31 Days of Hell: Hold the Dark (2018)



Jeremy Saulnier's filmography is akin to taking a wrong turn into a dingy back alley, populated by iconoclast vagrants and unthinkable, yet familiar villainy.  His stories explore complex themes of vengeance and mortality, characterized by abrupt violence and a humorous embrace of fatalism.  His fourth offering, Hold the Dark, is an existential foray into the horrors of humanity.  Dappled with the director's patented flourishes, Dark is an unremittingly bleak story that poses more questions than answers.  On the surface, this is a quasi-crime thriller, filled with questionable personas who all have secrets and regrets that threaten to dissolve the illusion of civility that surrounds them.  Beneath the mundane veneer interwoven with Native American mythology and supernatural symbolism, is a challenging dissertation on the relationship between civility and animalistic predilections that defines mankind's place within Mother Nature's empire. 

A solitary wildlife expert is summoned to a remote Alaskan village to hunt and kill a pack of wolves that is preying on children.  Soon after his arrival, the hunter is drawn into series of events in which the concepts of spiritual corruption and expiation are analyzed through the conflict of human morality and primal instinct.  Longtime collaborator Macon Blair's script deviates slightly from William Giraldi's novel leaving more for the viewer to decide for themselves.  This is perhaps the film's greatest attribute or lethal flaw.  Hold the Dark exists on several levels, each of which leaves vast room for personal interpretation.  The main narrative, involving Jeffrey Wright's Russell Core is slowly weaved through the frozen heart of the story with deliberation.  Isolation is of import.  Russell, living within polite civilization is withdrawn and estranged from his family.  Vernon (Alexander Skarsgard) and Medora (Riley Keough) are isolated not only by their physical locations, but by their collective sins.  The intersection of these three souls is paramount to Saulnier's presentation.  Wright's Russell is soft spoken and patient, bearing the sorrow of thousand souls within him.  He is a modern-day confessor who has come to offer deliverance to a modern-day coven.  Keough, in one of the best performances of her career is the center of the trio.  Her motivations are shrouded with guilt and regret, and yet there is a cold reconciliation that lies behind her penetrating gaze.  There is a scene within the first few minutes between her and Wright that is not only unsettling, it is a harrowing reminder of their exceptional talent.  

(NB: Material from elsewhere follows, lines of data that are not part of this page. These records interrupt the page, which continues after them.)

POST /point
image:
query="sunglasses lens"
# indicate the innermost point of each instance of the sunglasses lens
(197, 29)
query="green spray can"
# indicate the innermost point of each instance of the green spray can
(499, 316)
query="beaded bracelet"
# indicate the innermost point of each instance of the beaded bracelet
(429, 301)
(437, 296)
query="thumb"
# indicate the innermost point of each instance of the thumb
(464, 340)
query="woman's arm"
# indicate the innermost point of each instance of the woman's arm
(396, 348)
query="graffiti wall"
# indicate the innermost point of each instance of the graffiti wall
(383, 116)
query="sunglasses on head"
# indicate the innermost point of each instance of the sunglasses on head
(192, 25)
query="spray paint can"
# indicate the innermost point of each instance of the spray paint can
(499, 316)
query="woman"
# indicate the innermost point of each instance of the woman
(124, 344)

Rounding out the cast is Alexander Skarsgard as the murderous Vernon.  Perhaps the most enigmatic element of the story, his introduction and subsequent arc are filled with the most jarring elements of the story.  Saulnier is a director who respects violence.  While some may consider the gore over the top, the way it is handled is almost the inverse.  Deaths are often abrupt and without mercy, humanizing victims in unexpected and utterly uncomfortable ways that attaches the act of killing to the viewer's subconscious.  This is the manner in which Saulnier is able to build towards an ambiguous ending that feels earned rather than cheated.  Skarsgard’s place within this ecosystem of philosophical violence is essential, showing the viewer two opposing forces that are at play, not only in the Alaskan wilderness, but in the very soul of the human race.

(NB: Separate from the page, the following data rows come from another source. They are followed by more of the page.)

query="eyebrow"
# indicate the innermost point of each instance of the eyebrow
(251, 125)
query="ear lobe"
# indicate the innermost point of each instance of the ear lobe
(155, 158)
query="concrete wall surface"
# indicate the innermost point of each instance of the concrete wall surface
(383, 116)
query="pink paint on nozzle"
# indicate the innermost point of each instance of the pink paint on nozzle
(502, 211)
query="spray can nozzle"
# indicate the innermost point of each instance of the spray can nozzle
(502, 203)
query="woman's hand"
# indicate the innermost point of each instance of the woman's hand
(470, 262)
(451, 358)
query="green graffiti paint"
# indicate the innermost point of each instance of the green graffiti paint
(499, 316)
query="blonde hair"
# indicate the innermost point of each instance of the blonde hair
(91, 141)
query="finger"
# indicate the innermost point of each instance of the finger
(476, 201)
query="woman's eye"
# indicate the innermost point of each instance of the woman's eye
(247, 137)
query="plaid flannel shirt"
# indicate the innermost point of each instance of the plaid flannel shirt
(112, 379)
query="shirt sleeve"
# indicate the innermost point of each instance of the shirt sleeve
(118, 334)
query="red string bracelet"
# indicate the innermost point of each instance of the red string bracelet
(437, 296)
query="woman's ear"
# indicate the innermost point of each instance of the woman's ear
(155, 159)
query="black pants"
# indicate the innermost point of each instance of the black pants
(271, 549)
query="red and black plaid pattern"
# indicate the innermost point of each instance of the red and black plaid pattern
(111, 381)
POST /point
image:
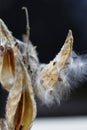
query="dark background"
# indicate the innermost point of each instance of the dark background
(50, 21)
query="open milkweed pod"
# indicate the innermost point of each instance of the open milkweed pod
(7, 60)
(50, 80)
(50, 74)
(21, 106)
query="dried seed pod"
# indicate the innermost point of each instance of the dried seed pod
(21, 106)
(8, 69)
(50, 80)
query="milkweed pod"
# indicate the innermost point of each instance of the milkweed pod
(50, 74)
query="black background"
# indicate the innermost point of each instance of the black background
(50, 21)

Technically, Hold the Dark is one of the most proficient films of the year.  Magnus Nordenhof Jonck's cinematography has a bruised quality that is the perfect accentuation of the subdued and dangerous world that slowly envelopes the audience.  There is a gunfight that separates the halves of the film that is a flawless example of filmmaking.  In a film such as this, death is not a plot device nor a popcorn experience, it is a looming eventuality and the manner in which Saulnier and his crew give it life via horrific gunshot wounds and desperate, near suicidal measures is poetic.  

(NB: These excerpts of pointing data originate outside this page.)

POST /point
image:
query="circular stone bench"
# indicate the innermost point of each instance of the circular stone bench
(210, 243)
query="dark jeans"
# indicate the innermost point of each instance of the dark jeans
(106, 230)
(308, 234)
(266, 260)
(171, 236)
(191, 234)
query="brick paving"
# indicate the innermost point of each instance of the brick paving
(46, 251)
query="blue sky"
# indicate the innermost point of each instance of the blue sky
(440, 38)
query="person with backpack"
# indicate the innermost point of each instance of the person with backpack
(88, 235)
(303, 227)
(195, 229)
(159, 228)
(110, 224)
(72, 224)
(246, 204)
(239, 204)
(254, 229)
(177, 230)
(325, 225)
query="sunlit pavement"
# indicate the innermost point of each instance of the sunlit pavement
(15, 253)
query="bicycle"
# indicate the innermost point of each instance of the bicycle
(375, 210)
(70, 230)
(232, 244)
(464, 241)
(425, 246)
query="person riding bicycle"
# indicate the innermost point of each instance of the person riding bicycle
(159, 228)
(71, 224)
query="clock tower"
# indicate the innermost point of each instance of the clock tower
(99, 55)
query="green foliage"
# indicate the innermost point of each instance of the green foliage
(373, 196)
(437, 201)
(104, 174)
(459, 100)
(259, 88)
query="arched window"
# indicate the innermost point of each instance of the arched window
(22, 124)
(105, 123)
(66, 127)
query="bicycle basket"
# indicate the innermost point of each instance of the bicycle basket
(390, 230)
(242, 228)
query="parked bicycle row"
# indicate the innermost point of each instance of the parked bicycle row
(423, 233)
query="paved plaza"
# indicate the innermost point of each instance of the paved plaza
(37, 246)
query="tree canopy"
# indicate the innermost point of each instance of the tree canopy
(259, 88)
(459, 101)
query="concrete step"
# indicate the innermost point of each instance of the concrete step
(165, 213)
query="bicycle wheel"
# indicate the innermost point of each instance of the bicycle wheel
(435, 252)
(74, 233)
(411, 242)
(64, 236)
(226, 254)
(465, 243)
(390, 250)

Ultimately, this is a film that will divide audiences.  Its glacial pace and absolute refusal to explain itself will disappoint anyone looking for a clear-cut story about good versus evil.  However, any viewers who take pleasure in labyrinthine suppositions on the nature of humanity will find much to unpack.  The dark in this tale is the unthinkable capabilities of the human race.  Underneath social mores and theological doctrines lies base, animalistic behaviors.  While some choose to embrace them, eschewing any sense of belonging and attachment, others cling to their families, communities, and personal ideals for respite from the dark.  In Saulnier's latest, the darkness is very real, and like the wolves who are plaguing his protagonist, it is waiting just beyond the door of sanity to devour any who tread outside.